Une exposition préoccupante, surtout pour les enfants
L’ANSES (Agence nationale de sécurité sanitaire) avait déjà tiré la sonnette d’alarme en 2023. Elle estimait alors que 36 % des enfants de moins de 3 ans dépassaient la dose journalière tolérable de cadmium uniquement via leur alimentation. Or, les jeunes organismes sont particulièrement sensibles à cette contamination chronique.
Les données les plus récentes confirment cette tendance inquiétante. L’étude menée dans le cadre du programme ESTEBAN (2014–2016) montre que l’imprégnation moyenne au cadmium a presque doublé par rapport à l’étude ENNS (2006–2007). On parle de 0,57 contre 0,29 μg/g de créatinine, soit une exposition 3 fois supérieure à celle observée aux États-Unis.
Un enjeu de santé… mais aussi d’égalité sociale
Le docteur Meyvaert, coordinateur du Groupe Santé Environnementale de la Conférence nationale des URPS, souligne une autre dimension du problème : celui des inégalités sociales. « La qualité de l’alimentation est révélatrice des inégalités », explique-t-il. Car ce sont souvent les populations les plus modestes qui consomment le plus d’aliments à risque, du fait de leur prix accessible et de leur large distribution.
L’exposition au cadmium devient ainsi un enjeu de santé publique, mais aussi un révélateur d’injustices alimentaires. D’où la nécessité d’une réponse à la fois sanitaire, politique et éducative.
Que fait le gouvernement ?
Face à l’alerte des médecins, le ministère de la Santé a réagi. Le 10 juin 2025, il a annoncé la mise en place, dès l’automne 2025, d’un dépistage gratuit du cadmium, remboursé à l’hôpital puis en médecine de ville. En parallèle, le ministère de l’Agriculture prévoit un arrêté sur l’usage des engrais phosphatés, à l’origine de nombreuses contaminations.
Une campagne nationale baptisée Albane doit également être lancée. Elle visera à évaluer l’exposition de la population à plusieurs substances à risque – dont le cadmium, les pesticides et les bisphénols – à travers l’alimentation et les activités quotidiennes. Des tests aléatoires seront réalisés tous les 2 ans sur 3 150 personnes représentatives de la population française.

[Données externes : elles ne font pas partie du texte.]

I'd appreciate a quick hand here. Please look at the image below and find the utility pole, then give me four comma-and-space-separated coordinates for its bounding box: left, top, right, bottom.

Que peut-on faire au quotidien ?
Même si l’exposition environnementale au cadmium reste difficile à éviter totalement, certains gestes peuvent réduire le risque :
- Varier les sources alimentaires pour éviter l’accumulation par un seul produit ;
- Privilégier les produits issus de sols peu industrialisés, lorsque l’origine est connue ;
- Éviter les excès de produits transformés, souvent plus exposés aux contaminants ;
- S’informer auprès des plateformes officielles, comme RappelConso, qui répertorie les alertes sanitaires en temps réel.

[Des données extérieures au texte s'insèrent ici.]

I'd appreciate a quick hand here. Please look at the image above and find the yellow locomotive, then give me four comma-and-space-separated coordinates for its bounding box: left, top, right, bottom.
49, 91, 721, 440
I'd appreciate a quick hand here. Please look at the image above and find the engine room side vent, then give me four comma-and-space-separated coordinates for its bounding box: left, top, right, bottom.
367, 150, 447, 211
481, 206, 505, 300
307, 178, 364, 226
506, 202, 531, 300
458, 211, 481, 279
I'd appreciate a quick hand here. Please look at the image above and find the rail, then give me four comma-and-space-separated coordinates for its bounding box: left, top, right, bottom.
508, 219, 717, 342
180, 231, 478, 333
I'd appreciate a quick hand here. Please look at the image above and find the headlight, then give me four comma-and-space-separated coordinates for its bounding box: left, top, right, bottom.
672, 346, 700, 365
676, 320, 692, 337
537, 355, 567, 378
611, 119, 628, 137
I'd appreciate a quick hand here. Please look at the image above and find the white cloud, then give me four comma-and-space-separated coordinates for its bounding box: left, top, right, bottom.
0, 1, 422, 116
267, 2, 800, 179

La présence de cadmium dans des aliments courants ne doit pas provoquer la panique, mais elle appelle à une prise de conscience urgente. Médecins, chercheurs, institutions et citoyens peuvent agir ensemble. Car au-delà des chiffres, ce sont nos habitudes alimentaires qui sont en jeu, et surtout la santé des plus vulnérables. La vigilance commence souvent par l’information – et celle-ci, désormais, est entre toutes les mains.